HRW: We favor an end to the travel ban
On the eve of a House committee hearing on the U.S. travel ban to Cuba, a Human Rights Watch official went on record as saying that his organization believes "lifting the travel ban represents an essential step towards ending a U.S. policy that has failed for decades to have any impact whatsoever on improving human rights in Cuba."
In a letter to the chairman of the House Committee on Foreign Affairs, Rep. Howard Berman (D-Ca.), José Miguel Vivanco, director of the HRW's Americas Division, pointed out that HRW had just issued a report critical of the Cuban government and then made the following points:
"Efforts by the U.S. government to press for change by imposing a sweeping ban on trade and travel have proven to be a costly and misguided failure. The embargo imposes indiscriminate hardship on the Cuban population as a whole and has done nothing to improve the situation of human rights in Cuba.

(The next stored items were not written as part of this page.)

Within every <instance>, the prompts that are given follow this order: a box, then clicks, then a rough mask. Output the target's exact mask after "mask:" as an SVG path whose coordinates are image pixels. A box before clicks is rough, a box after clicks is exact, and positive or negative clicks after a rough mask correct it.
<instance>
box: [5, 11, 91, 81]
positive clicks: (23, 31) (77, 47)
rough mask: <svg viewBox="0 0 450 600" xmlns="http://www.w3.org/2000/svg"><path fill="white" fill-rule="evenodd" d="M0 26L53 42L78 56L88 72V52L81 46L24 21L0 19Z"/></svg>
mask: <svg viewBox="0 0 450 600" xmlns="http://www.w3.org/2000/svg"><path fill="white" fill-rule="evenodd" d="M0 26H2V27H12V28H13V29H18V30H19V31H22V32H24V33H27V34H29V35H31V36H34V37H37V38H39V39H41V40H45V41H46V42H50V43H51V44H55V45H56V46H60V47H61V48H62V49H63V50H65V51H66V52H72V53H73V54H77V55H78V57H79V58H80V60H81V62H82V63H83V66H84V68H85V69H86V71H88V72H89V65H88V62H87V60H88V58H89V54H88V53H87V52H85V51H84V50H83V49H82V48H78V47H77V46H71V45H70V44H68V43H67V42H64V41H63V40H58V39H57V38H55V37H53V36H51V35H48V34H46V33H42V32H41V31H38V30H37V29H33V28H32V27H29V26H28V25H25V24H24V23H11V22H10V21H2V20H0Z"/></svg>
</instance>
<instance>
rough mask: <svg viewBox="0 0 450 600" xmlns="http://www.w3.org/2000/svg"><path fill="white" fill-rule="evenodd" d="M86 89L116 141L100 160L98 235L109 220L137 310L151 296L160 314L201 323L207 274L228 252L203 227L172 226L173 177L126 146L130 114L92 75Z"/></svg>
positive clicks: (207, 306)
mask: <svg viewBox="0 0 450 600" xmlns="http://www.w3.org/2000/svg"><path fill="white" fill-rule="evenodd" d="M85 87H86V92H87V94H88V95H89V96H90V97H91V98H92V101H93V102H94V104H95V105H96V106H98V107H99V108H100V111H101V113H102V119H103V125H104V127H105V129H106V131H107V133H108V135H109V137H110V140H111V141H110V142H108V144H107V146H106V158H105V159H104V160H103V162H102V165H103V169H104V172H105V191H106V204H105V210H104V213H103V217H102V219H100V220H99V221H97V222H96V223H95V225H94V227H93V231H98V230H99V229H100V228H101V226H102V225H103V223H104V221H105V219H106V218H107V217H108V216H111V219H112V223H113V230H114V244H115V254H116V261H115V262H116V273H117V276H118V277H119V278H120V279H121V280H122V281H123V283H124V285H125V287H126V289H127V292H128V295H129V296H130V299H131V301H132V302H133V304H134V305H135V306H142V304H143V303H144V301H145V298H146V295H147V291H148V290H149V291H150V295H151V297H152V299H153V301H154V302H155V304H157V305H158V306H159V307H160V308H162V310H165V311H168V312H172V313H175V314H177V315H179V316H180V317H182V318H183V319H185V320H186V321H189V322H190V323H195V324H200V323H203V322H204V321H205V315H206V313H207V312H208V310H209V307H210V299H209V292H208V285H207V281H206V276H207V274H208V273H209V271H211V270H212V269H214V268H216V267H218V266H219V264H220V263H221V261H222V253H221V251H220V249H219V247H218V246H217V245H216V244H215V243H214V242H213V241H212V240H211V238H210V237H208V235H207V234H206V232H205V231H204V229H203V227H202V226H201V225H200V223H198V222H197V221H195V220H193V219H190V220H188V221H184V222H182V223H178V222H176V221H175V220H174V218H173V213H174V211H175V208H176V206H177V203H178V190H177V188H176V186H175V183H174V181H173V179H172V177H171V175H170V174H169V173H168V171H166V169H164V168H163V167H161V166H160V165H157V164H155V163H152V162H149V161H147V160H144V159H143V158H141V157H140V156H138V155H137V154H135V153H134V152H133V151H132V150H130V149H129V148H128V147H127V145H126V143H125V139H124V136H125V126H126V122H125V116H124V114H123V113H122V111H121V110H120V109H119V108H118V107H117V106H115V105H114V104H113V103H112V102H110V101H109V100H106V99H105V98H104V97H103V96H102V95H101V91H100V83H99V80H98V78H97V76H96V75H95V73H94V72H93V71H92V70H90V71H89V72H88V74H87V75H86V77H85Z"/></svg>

"Rather than isolating Cuba, the policy has isolated the United States, enabling the Castro government to garner sympathy abroad while simultaneously alienating Washington's potential allies.

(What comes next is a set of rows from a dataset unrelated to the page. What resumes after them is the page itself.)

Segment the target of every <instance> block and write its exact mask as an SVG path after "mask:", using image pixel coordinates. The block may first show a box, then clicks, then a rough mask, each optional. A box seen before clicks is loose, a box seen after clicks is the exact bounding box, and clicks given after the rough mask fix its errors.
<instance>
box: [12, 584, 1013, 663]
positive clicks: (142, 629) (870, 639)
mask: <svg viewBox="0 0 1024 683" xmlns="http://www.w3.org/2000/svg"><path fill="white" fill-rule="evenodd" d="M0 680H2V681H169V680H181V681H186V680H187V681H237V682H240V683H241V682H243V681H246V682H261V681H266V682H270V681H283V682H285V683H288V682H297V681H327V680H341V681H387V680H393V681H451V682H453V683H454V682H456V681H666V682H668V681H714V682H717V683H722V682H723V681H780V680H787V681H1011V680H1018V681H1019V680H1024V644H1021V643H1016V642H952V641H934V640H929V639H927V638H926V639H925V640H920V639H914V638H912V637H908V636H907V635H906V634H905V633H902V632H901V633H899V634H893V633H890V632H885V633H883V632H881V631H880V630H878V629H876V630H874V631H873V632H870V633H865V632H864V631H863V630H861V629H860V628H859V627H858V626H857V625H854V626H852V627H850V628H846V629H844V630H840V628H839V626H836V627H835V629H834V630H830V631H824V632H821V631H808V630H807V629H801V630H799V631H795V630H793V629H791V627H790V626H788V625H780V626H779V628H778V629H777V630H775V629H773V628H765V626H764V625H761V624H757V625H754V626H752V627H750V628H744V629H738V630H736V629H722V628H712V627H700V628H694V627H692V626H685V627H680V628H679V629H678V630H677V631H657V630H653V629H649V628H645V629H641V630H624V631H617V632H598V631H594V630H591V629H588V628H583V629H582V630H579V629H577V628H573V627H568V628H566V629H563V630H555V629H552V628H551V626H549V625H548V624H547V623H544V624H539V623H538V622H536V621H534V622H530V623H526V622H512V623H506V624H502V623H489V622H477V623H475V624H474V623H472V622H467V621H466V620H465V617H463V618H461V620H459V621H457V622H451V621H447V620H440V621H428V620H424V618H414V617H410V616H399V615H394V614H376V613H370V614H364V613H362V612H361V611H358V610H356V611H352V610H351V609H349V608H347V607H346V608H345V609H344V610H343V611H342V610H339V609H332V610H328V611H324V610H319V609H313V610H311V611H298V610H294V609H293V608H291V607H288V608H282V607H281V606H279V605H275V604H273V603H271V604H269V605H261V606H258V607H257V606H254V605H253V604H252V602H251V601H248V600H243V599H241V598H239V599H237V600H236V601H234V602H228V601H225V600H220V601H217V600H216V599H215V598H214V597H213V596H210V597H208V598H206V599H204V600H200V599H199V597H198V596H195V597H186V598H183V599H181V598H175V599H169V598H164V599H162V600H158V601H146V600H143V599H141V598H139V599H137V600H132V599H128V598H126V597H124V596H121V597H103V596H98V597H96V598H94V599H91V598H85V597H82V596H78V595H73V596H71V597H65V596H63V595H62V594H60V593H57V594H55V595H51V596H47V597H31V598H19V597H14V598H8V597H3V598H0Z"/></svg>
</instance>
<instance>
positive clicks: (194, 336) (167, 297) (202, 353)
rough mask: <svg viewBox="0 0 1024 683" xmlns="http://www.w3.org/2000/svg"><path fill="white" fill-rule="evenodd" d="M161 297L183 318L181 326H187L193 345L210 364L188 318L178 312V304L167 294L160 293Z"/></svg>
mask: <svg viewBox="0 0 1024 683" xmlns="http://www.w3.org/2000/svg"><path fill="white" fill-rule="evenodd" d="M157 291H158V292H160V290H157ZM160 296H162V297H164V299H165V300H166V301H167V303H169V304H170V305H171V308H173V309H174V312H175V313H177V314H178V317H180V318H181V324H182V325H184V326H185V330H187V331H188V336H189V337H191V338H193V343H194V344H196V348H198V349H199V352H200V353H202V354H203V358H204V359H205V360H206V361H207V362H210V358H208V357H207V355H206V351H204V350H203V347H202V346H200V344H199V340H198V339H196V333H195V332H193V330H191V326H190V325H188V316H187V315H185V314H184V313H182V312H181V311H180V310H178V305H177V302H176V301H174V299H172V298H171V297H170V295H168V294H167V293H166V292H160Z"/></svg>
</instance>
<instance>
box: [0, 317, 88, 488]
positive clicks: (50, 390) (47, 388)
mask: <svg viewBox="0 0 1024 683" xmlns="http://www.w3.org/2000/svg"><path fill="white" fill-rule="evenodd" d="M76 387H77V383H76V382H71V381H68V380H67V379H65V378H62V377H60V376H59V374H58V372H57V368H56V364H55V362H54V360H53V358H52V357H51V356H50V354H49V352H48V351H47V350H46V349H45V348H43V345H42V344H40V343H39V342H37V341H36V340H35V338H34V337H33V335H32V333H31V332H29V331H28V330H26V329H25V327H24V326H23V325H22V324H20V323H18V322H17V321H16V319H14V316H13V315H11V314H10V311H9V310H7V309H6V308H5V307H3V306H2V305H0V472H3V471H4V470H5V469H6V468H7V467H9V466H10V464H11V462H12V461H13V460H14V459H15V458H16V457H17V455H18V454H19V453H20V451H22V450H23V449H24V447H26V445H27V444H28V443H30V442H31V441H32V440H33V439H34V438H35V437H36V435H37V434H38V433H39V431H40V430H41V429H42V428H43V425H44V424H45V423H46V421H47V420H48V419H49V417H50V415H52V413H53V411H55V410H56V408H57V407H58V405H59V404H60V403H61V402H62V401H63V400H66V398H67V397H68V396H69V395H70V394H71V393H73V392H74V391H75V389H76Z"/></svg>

"There is no question: the Cuban government bears full and exclusive responsibility for the abuses it commits. However, so long as the embargo remains in place, the Castro government will continue to manipulate U.S. policy to cast itself as a Latin American David standing up to a U.S. Goliath, a role it exploits skillfully.
"Ending the travel ban is a step in the right direction toward reforming this failed policy, and Congress should act swiftly to pass the Freedom to Travel to Cuba Act.
"...Human Rights Watch recommends that the U.S. government replace its failed embargo policy with a more effective, multilateral approach. Our report lays out a proposal for the United States to work with allies in the European Union, Canada, and Latin America to forge a new coalition that will exert targeted pressure on the Raúl Castro government to release all political prisoners."